I haven’t worked on it for a long time as the piece has been covered by strips that I still feel compelled to collect for the Spiderweb. I saw the mosaic pieces peeking out from under said strips the other day and was reminded that I have some reds I could add to make the piece larger. Since I haven’t done any sewing this week, I thought it would be something to share with you all.

This is actually the first photo that I took today, but I thought it didn’t show enough of the detail nor did it show the entire piece. Perhaps I should ditch it, but I do like the way you can see how the two pieces will look together. You can also get an idea of how I simplified the piecing for the second piece.

And here is a detail shot that shows the intricate piecing. At the beginning of this piece, I would fit any size scrap in, which made the piece beautifully complex, but also a nightmare of piecing. I need to add some of the intricate piecing to the second piece, but I haven’t gotten there yet.

The other thing about this technique and my particular piece, is color. Since I had the red and use a lot of red, generally, I thought I would make a red piece, because I was sure to use the ‘new fabric’ later. However, there are often other colors in fabric. You can see the white and some blue flowers and the brown in the coffee cup scrap. I think the other colors add interest, but I know that my eyes gravitate to the white. I don’t have a panacea for this, but it is something that I am playing with.

Author: Jaye

Quiltmaker who enjoys writing and frozen chocolate covered bananas.

5 thoughts on “Everything Old is New Again”

  1. I am going to steal…um…BORROW this idea. I have made a quilt with a variety of scraps using a similar method. Your idea of doing them all in red gave ME the idea of doing blocks of colors. Eventually I will join those blocks in a scrappy quilt. Instead of the whole thing being one color or being totally haphazardly put together, I will have large blocks of ‘like’ colors.
    Thanks for the idea!

  2. Please do steal…um..borrow the idea! 😉 I think it is a great idea and so much better when you use scraps, because any size scrap works, who cares about the seam allowances. It is very freeing!

    Love the idea you have. I can’t wait to see it.

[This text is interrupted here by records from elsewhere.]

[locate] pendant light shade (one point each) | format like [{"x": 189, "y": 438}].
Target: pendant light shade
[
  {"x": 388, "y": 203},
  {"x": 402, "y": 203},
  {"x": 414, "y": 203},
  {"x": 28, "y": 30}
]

  3. I have done some similar type projects. MY GF from Tennessee sent me a string quilt pattern her group uses for charity quilts… We have a big charity quilting group that cranks out about 50 quilts a month using whatever we can get our hands on.

    Step one sew and flip strings across the diagonal of a block from corner into the center of the square.

    Step 2 You sew and flip strings from the center diagonal covering all the ends of the first set of strips …. you completely cover the foundation fabric. Square it up to the desired size.

    I made mine with blocks of monochromatic colors… the traditional way is to use any colors you like/have mainly scraps. Make the blocks the size you like best.

    The important part is always to keep the first diagonal strip in the center the same color so a secondary pattern ( diamond ) emerges.


    Check the botton project for the instructions…Gee I posted this 4 years ago… my photography editing and my quilting have both improved since then…


    1. Hi Nonnie,
      I used this star pattern in one of my women’s work quilts. I learned it in a class with Gwen Marston. I love the look. It is great that your guild produces so many charity quilts! What wonderful women you are! thanks for the pictures of your projects.